Published on July 13th, 2016 | by gareth0
E3 2016 Sets Records
When a couple big publishers said they were doing their own thing or not having their usual booth on the floor and opting for meetings only, doom and gloom predictions followed. I said many times on radio and online that this was not that big a deal and E3 will do just fine.
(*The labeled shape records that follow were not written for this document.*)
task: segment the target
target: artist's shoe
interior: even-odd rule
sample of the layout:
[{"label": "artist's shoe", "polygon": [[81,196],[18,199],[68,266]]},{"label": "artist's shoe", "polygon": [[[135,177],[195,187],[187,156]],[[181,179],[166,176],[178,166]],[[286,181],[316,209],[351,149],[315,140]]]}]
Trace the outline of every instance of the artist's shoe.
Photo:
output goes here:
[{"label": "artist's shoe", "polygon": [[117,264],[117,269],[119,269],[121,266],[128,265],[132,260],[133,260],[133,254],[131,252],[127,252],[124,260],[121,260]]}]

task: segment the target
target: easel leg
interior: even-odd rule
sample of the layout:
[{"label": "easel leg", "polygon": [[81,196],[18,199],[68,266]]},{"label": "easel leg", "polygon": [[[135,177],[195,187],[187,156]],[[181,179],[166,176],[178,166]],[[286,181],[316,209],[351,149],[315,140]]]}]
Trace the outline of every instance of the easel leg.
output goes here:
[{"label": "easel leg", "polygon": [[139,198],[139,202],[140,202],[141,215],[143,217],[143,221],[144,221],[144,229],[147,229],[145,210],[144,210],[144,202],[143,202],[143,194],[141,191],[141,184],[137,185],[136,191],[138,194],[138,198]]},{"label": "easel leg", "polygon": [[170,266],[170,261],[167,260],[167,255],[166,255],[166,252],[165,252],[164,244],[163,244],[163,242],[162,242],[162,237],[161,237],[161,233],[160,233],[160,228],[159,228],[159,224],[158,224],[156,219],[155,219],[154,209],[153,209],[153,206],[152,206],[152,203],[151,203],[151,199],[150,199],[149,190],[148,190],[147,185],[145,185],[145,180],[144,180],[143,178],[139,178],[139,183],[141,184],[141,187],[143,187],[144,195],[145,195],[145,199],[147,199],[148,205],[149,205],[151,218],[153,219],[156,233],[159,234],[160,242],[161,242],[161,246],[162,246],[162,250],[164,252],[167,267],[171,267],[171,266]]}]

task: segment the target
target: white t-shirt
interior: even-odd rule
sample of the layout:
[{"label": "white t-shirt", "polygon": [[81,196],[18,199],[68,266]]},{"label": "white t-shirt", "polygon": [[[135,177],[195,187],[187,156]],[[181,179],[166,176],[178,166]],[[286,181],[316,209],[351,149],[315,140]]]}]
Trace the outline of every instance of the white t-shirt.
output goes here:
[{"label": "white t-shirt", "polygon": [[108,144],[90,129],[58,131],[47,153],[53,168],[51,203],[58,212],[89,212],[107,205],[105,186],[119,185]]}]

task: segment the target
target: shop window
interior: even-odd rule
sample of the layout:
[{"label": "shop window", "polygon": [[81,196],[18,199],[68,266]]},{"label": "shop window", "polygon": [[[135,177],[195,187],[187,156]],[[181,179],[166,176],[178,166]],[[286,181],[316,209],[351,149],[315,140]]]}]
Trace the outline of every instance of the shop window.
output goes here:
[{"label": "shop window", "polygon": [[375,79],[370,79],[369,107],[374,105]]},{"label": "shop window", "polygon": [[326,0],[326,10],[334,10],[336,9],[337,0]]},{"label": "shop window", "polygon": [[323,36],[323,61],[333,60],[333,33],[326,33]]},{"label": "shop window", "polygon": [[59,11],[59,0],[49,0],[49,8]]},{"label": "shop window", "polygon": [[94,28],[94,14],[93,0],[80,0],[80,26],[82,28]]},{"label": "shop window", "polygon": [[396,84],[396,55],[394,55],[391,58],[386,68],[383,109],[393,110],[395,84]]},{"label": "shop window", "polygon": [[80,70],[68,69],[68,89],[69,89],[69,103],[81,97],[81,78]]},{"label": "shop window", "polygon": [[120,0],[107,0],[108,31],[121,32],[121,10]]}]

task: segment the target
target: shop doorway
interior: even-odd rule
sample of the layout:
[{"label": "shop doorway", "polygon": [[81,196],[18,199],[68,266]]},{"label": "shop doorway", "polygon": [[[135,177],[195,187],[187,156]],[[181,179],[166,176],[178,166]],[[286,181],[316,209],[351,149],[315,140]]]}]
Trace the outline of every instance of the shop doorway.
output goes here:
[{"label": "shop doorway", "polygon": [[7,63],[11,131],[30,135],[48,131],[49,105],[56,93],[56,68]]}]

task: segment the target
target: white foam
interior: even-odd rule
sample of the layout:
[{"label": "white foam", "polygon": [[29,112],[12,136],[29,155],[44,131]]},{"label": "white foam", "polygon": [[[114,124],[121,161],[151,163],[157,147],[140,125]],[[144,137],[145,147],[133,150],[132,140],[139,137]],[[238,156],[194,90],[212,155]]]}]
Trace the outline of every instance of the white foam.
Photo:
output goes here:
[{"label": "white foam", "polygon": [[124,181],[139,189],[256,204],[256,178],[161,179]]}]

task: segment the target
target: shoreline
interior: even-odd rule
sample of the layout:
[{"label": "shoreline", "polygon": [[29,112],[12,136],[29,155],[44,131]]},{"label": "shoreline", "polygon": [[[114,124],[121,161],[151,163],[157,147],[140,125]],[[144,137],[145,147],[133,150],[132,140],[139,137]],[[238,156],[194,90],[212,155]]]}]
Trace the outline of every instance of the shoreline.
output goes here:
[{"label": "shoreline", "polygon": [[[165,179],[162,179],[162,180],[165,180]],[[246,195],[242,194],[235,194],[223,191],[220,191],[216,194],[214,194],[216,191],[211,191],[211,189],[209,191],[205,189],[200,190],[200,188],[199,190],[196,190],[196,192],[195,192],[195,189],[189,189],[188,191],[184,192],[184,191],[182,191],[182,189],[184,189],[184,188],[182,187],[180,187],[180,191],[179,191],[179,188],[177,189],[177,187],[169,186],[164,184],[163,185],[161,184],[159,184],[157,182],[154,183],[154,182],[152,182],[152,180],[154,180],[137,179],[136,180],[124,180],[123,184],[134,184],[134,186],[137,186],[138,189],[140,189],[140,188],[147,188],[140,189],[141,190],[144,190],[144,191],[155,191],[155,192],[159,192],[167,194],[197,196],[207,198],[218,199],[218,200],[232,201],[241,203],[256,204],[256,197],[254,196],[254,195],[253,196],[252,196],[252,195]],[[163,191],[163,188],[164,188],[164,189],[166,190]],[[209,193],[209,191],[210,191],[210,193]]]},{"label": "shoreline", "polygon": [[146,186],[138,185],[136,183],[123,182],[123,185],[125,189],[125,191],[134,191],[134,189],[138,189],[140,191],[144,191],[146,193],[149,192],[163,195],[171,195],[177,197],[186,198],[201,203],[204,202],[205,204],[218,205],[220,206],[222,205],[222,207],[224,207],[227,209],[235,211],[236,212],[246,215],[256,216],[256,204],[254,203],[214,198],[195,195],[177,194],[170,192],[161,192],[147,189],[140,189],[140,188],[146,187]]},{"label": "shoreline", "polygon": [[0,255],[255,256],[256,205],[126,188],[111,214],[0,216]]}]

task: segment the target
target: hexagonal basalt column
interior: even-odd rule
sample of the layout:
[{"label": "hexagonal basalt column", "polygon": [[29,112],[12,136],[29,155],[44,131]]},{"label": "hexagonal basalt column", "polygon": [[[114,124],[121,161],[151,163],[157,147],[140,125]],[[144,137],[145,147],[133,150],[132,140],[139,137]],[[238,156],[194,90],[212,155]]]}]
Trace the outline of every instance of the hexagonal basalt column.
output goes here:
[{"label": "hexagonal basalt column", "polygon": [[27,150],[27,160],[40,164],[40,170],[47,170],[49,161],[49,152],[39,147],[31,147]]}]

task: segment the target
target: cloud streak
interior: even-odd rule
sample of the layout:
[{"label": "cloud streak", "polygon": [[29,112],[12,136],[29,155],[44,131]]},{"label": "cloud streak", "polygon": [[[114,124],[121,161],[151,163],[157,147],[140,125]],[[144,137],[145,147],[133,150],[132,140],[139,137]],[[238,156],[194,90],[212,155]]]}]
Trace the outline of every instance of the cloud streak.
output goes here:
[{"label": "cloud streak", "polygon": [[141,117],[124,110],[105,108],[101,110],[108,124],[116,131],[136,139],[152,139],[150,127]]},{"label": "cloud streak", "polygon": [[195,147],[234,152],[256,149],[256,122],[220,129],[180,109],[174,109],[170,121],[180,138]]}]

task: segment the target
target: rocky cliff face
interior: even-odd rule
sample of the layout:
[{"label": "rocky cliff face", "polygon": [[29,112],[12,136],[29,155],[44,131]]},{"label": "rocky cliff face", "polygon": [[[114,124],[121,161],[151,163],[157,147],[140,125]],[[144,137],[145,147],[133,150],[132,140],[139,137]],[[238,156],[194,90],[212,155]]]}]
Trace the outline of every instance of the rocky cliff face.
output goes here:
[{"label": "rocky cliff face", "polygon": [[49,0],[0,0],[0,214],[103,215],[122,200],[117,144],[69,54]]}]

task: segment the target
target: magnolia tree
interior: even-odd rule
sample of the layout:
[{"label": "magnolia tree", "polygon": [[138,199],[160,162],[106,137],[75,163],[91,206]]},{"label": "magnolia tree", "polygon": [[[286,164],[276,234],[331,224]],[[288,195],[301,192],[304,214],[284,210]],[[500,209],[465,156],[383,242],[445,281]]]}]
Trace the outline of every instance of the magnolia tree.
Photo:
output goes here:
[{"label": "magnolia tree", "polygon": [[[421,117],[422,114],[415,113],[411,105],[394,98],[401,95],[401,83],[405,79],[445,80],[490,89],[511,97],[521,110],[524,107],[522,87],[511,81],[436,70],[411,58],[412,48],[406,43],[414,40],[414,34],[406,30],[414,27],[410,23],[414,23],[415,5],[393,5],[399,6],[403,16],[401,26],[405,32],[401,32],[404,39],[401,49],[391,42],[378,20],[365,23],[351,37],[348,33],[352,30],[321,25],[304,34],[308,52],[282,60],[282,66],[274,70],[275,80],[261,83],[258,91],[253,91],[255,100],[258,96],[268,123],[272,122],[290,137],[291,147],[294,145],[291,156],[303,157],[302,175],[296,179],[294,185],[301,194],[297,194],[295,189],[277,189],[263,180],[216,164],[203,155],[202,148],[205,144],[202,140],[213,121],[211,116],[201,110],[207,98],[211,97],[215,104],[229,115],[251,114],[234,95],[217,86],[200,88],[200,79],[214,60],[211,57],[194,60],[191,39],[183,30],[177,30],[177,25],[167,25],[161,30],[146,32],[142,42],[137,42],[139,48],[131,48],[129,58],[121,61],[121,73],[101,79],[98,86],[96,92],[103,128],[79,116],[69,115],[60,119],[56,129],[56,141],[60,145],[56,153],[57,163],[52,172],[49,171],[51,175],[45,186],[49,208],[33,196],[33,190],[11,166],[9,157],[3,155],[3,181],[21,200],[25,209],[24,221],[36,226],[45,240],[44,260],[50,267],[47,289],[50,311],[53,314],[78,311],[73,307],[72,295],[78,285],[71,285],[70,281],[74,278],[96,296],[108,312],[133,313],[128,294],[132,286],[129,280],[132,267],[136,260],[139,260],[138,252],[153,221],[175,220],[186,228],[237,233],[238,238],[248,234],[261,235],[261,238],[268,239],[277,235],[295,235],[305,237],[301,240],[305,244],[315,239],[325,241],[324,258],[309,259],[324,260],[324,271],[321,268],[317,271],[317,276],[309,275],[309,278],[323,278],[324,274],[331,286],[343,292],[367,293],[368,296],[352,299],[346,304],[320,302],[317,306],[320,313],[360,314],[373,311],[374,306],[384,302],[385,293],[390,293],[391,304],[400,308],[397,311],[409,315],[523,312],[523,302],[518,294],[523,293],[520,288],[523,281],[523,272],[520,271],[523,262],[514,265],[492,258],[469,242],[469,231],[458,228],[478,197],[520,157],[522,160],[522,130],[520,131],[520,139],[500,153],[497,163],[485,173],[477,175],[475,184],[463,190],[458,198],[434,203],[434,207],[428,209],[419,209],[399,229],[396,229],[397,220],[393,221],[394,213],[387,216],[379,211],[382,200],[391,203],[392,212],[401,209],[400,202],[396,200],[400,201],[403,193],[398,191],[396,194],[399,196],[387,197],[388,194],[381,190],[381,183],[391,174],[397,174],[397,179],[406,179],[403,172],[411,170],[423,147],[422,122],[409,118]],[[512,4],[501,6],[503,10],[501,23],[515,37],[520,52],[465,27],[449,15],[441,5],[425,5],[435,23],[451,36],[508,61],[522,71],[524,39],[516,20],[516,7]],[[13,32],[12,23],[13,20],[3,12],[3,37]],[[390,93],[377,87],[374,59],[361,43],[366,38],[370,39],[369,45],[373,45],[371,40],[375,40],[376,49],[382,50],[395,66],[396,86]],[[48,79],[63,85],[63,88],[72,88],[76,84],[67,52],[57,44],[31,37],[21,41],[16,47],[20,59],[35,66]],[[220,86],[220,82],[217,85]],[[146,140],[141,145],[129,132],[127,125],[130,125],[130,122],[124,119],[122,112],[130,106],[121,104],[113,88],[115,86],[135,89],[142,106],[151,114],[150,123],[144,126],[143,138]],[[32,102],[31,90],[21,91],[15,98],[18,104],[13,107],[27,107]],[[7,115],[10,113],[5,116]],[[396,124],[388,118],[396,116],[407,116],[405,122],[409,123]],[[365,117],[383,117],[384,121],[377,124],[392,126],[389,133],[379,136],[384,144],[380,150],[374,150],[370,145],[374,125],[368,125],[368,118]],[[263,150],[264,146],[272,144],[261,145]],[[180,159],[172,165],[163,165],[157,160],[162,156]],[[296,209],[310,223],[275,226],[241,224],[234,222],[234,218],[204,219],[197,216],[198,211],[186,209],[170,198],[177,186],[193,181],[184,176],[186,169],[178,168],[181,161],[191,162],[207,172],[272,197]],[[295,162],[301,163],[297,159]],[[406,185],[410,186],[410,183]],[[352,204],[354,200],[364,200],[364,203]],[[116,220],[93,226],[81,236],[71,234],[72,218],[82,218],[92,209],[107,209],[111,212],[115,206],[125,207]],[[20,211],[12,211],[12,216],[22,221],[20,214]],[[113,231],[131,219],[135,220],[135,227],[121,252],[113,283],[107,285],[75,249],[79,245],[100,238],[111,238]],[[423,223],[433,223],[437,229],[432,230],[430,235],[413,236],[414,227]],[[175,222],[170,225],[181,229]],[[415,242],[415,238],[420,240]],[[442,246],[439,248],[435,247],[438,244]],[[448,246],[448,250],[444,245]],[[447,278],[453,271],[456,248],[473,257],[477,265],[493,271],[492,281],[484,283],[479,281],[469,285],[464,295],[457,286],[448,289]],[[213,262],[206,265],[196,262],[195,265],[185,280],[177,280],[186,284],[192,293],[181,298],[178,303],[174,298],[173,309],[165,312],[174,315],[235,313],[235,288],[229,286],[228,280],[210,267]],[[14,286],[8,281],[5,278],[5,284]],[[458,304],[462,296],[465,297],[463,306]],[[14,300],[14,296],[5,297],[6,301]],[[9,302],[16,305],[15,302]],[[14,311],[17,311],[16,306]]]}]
Well the ESA has posted an update that says E3 2016 set records.
E3 2016 Showcases More Than 2,300 Products
E3 2016 once again delivered as the premier place to see what’s next in video games,
as more than 250 exhibitors displayed more than 2,300 products for industry
professionals, analysts, journalists and gamers.
Attendees had the chance to see the newest, most anticipated video games such as
Zelda: Breath of the Wild, Dishonored 2 and Battlefield 1, as well as the latest in
virtual reality and updates to the current console generation from Microsoft,
PlayStation and Nintendo.
This year’s event also featured the first-ever fan show, E3 Live. This brand new
event, which ran alongside E3 from June 14-16, offered fans the opportunity to
explore new games and technology, compete in various game competitions and interact
with developers. The event sold out within hours, as 20,000 fans from more than 100
countries enjoyed concerts from Steve Aoki, Wiz Khalifa, Big Boi and Empire of the
Alongside the new game and product announcements, this year’s event featured the
annual E3 College Game Competition, a game design contest among colleges and
universities with video game development programs. Industry experts awarded top
prize to Savannah College of Art and Design (SCAD) and its game Brobot Beatdown
[http://www.brobotbeatdown.com/], a virtual reality Mech combat game where players
pilot giant robots from a virtual cockpit to battle with friends. This was the third
time in four years SCAD has won this prestigious competition.
E3 2016 once again demonstrated the true value of video games in the entertainment
industry, showcasing video games’ evolution through virtual and augmented reality,
mobile technology and new, more advanced consoles.